Lying forgotten two hundred feet below one of America’s most iconic buildings lies the closely guarded secret of one of America’s finest presidents - rusting away when it could be a monument to his greatness. Hidden under the Grand Central train terminal in New York lies a vast area that was unknown to the outside world until the late Eighties. It houses the power network that is responsible for the electricity that runs the entire station - and was a key target for Hitler during the Second World War. But there is also the little known Waldorf-Astoria platform, which is known by Grand Central staff as the Roosevelt Platform. And there is parked the decaying hulk of the train the four-times elected president used to hide his disability, the paralysis from the waist down which forced him to use a wheelchair in private.
In such difficult times, Franklin Delano Roosevelt did not want anybody to know of his own problems and arranged to journey in and out of New York via Grand Central in a personal armoured train. ‘The platform is directly under the Waldorf Astoria and after Roosevelt’s 6000 horse powered diesel train would pull up on the tracks it would let his personal car out of the side,’ said Dan Brucker, 52, spokesperson for Metro North, the company that runs Grand Central Terminal. ‘The car would then drive off the dark and secret platform into an elevator which would take it directly into the Waldorf Astoria garage. ‘This served to protect Roosevelt’s safety and protect his disability through polio from the public at large.’

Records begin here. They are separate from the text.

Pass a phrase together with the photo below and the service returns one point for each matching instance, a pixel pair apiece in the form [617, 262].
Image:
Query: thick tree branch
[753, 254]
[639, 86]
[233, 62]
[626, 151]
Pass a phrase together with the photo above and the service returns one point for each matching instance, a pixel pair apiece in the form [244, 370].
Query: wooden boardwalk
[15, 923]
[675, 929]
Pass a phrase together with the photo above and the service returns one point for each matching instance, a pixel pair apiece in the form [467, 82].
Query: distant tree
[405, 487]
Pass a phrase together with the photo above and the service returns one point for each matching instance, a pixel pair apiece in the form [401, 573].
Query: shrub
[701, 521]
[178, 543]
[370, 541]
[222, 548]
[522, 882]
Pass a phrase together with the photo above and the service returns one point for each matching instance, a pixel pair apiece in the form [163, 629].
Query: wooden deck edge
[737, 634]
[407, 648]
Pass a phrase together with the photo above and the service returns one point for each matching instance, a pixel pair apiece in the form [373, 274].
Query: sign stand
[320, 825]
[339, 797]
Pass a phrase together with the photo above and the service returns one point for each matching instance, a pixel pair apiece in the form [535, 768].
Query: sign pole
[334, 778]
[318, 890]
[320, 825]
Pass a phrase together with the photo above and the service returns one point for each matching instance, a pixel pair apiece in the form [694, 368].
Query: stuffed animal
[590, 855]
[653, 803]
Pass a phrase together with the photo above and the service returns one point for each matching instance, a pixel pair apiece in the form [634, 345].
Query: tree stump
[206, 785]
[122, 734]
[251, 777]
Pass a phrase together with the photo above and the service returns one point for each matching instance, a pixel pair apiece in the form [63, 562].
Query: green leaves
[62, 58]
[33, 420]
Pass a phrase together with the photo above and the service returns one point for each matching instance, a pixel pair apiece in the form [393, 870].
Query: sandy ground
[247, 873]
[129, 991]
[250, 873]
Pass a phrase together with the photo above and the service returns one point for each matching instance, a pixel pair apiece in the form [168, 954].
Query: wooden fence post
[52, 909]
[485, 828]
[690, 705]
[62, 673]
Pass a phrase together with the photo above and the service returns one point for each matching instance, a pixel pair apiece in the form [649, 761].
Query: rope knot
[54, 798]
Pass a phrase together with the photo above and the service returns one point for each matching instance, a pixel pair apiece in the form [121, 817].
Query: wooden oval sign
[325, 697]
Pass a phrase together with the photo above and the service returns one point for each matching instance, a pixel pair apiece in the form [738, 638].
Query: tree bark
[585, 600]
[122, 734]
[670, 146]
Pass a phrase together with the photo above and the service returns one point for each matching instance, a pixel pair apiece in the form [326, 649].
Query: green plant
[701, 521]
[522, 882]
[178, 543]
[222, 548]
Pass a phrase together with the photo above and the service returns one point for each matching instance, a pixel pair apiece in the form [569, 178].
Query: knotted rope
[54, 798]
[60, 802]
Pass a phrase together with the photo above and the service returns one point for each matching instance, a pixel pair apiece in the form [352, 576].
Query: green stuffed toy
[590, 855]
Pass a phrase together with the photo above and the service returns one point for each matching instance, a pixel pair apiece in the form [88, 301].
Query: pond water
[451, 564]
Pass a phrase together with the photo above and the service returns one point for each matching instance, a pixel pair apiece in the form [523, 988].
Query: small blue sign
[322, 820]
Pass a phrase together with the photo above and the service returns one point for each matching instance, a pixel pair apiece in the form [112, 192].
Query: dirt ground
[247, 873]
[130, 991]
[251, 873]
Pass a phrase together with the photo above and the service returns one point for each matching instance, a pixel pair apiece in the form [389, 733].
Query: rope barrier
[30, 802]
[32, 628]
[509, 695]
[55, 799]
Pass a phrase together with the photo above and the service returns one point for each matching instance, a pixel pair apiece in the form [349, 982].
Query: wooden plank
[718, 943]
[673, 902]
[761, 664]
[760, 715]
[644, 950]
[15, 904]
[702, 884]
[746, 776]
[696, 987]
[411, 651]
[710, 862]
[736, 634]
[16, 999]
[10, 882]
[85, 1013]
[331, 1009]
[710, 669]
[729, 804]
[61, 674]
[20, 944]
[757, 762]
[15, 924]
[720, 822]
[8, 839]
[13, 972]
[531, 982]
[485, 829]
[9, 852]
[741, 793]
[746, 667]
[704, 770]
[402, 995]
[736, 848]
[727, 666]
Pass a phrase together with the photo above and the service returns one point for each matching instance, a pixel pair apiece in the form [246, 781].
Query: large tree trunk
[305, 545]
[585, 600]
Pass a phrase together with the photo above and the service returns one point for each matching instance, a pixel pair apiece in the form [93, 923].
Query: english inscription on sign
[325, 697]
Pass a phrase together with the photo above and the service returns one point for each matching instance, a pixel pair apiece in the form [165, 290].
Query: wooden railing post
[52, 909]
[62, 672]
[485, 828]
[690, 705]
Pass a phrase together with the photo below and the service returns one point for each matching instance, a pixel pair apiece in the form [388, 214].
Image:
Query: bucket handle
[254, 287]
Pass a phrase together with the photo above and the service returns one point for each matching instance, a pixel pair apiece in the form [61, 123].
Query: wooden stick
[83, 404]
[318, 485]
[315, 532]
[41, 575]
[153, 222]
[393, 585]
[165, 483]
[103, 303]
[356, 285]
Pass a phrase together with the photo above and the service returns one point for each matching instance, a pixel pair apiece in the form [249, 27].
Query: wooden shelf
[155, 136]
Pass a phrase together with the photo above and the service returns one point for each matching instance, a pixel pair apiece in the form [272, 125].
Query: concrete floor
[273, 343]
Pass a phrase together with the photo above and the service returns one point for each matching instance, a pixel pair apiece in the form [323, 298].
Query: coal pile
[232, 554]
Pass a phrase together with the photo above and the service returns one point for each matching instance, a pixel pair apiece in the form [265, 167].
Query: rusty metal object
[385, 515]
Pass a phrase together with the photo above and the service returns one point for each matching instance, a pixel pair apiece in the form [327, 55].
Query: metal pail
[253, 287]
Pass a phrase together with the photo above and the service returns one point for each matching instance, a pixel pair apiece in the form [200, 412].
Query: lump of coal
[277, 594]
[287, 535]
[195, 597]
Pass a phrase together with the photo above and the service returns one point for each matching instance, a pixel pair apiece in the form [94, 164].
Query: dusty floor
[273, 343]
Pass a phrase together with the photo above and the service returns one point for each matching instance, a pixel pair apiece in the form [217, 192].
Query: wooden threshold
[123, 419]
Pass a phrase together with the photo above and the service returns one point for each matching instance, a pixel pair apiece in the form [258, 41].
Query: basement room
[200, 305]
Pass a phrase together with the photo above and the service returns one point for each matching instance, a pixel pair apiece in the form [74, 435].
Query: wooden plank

Constructed as part of the redesigned terminal in 1913, this colossal top-secret area ten storeys deep - known as M42 - was left off all blueprints for the station and its existence was only officially acknowledged by the station owners in the late 1980’s. Accessible via a lift that is almost 100 years old, M42 is still one of the most closely guarded areas. The exact location of M42 is still classified information,’ said Mr Brucker. ‘Its history is one of denial and subterfuge, as you can imagine given its importance not only to New York City today but in the war effort during the 1940’s.
http://outsidethecubicle.tumblr.com/post/66750149028/destroyed-and-abandoned-fdrs-secret-armored#notes
I love this kind of stuff. There are so many "secret" stations and so much history below your feet here in NYC.